NERSC News: Partner with QuEra For 2026 Quantum Research
NERSC News
QuEra Computing was selected for the National Energy Research Scientific Computing Center (NERSC) 2026 Research Access Program, a key quantum computing industry development. This agreement is a major step toward bringing commercial-grade neutral-atom quantum computing devices to the DOE's demanding, realistic scientific research environments.
New National Laboratories Era
Key research organizations and government laboratories are trusting next-generation quantum hardware more. After years of being considered experimental curiosity, quantum systems are now being recognized as useful tools that can solve computational problems that even the most advanced classical HPC infrastructure cannot.
The NERSC 2026 Call for Proposals requests hardware-aware, HPC-integrated processes. These procedures focus on materials science, quantum chemistry, energy system modeling, and fundamental physics to fit with DOE Office of Science strategic priorities. This appeal from NERSC allows scientific firms, national labs, and university institutions to migrate their experimental workflows to cutting-edge quantum systems.
Technology: Neutral Atom Power
This partnership relies on QuEra's quantum processing technique. QuEra uses neutral atoms instead of superconducting circuits or trapped-ion systems, which dominated early quantum discussions. Programmable forms are created by carefully controlling and organizing these atoms with laser-based optical tweezers.
Researchers can use this method to induce Rydberg states in atoms, allowing them to simulate complex quantum processes or perform specialized computational tasks.
This technique has two key benefits for the NERSC mission:
Neutral-atom platforms can simulate chemical systems and materials science concerns at unprecedented scale by arranging hundreds of atoms.
Infrastructure Compatibility: Running at ambient temperature is one of these systems' main benefits. Neutral-atom technology eliminates the need for superconducting computers' huge, energy-intensive cryogenic cooling systems, making it more appealing for HPC facilities like NERSC.
Different Scientific Needs, Two Platforms
Researchers selected for the initiative will have access to two QuEra platforms, each with a unique computational ecosystem function:
Aquila: This analog quantum simulator was designed for large-scale optimization and complex many-body physics problems.
Gemini: A gate-based quantum system executes programmable quantum circuits in this alternative algorithm creation method.

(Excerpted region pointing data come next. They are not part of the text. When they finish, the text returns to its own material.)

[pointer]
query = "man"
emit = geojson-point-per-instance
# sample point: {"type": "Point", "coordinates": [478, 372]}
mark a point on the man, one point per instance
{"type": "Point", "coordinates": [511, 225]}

For optimal scientific output, the program uses simulation-first validation. Researchers must demonstrate that their algorithms can run on quantum devices rather than classical simulations before receiving live hardware.
Structured Discovery Path
The research programme uses a two-stage evaluation procedure to maximise QPU hours.
Stage A: Proof of Feasibility Teams selected in April 2026 will undertake a three-month preparatory phase. Aquila teams can use hardware for 12.5 QPU-hours. In this early stage, Gemini teams will focus on simulation workflows and algorithm enhancement without direct hardware interaction. Stage A's major goal is to determine if an application can generate a large quantum advantage.
Stage B: Full Hardware Deployment: Projects that pass the first stage's feasibility test will receive far more hardware in Stage B. Gemini projects receive 10 QPU-hours of live hardware time, whereas Aquila-based projects receive 25 (for a total of 37.5 hours). This systematic approach ensures that the most promising scientific studies receive the limited and crucial QPU time. According to NERSC's open laboratory mission, all research must be completed by December 2026 and published in public forums or peer-reviewed journals.
Strategic and Economic Implications
QuEra's investor and industry outlook changed with this alliance. QuEra is moving away from “exploratory trials” and toward production-grade scientific experimentation to make its gear a sophisticated tool for worldwide study. QuEra's link with NERSC, a facility known for its statistically rigorous and HPC-integrated workloads, boosts its credibility in government, academic, and industrial sectors. Credibility is expected to boost demand, alliances, and finance in the fast-growing hybrid QC HPC solutions sector.
Partnership does not start immediately. Since 2023, QuEra and NERSC have collaborated on quantum dynamics simulations and optimization, showing that these devices can handle workloads that are difficult to prove using classical methods.
The Future of Hybrid Supercomputing
The goal of NERSC 2026 goes beyond individual discoveries. It aims to speed up the design of quantum-ready algorithms that can grow as technology gets more error-tolerant. In computational science, hybrid quantum-classical workflows using quantum processors for complex simulations and classical supercomputers for data preparation are the norm. Adding quantum hardware to HPC ecosystems is a turning point.
This project also aligns with DOE's efforts to prepare the nation's infrastructure for exascale supercomputing and quantum computing's predicted convergence in ten years. The NERSC and QuEra partnership indicates that intermediate-scale systems can contribute to future scientific breakthroughs, even though a fault-tolerant, universal quantum computer may be years away.